İlk örnek 1965 Türkiye'sinden. Alıntı Harun Karadeniz'in kitabından:
“Dönemin talebe birlikleri ve talebe cemiyetlerine sağcı politikacılar baskı yapar. Birtakım akla zor gelecek yöntemler uyguluyorlar. Çift başlı cemiyetler, birlikler oluşturulur. İktidarın desteğiyle iktidarın sevmediği öğrencilerin yönetimden uzaklaştırılması için bugün yapılanların benzeri yapılır. Harun Karadeniz ve arkadaşlarının hak hukuk arayışları, mahkemede.
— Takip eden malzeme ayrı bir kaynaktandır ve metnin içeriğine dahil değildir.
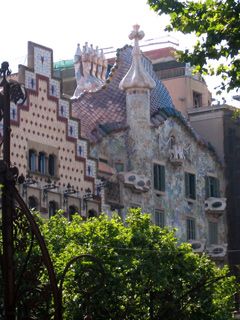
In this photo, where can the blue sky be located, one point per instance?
(61, 25)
Emniyet'in cemiyetler masasında sürer.”
Dönemin ruhu biraz yaşlıca bir memurun Karadeniz ve arkadaşlarına söylediği şu sözlerde görülür:
“İkide bir ne gelip gidiyorsunuz? Siz ne kadar haklı olursanız olun, biz bize verilen emre göre hareket ediyoruz. İş yukarıdan dönüyor...”
İkinci Örnek İngiltere'den.
Londra yakınında oluşturulan orman bölge halkının coğrafyadan her türlü yararlanmalarını önler. Tepki gösteren sakinler yüzlerini karartarak ormanda soyluların geyiklerini öldürürler. Ve “Kararlar yasası” çıkar.
Parkın yakınında yaşayan JOHN HUNTRİDGE, geyik hırsızlarına yardım etmekle suçlanır ve cezası ölümdür. Yaklaşık 9 saat süren yargılama sonucunda dönemin NİYABENT KONSEYİ'nin baskılarına karşın HUNTRİDGE, “Kanıtların usulsüz şekilde toplandığı” gerekçesiyle suçsuz bulunur.
İngiltere’ye “Hukukun üstünlüğü” kavramı gelir. Tarih 10 Kasım 1724 aradan geçen 301 yıla karşın, İBB soruşturmasında tutuklu bazı sanıklar bazı avukatların kendilerine tanıklık yapmak için zorladıklarını söylüyor ve suç duyurusunda bulunuyorlar.
Kısaltarak alıntılarını aktardığım Sertaç Eş “Hukukun Gözleri” başlıklı yazısının sonunu şöyle bağlıyor!
“İşte ahval ve şerait. Sizlerce hukukun gözleri neyi görüyor?”
Yazar böyle söylüyor ve soruyor ama “Adaletin ve hukukun gözleri kapalı değil mi” diye ben de başka bir soru yöneltiyorum.
Görülen o ki, Avrupa’da çok şey değişmiş, ya bizde?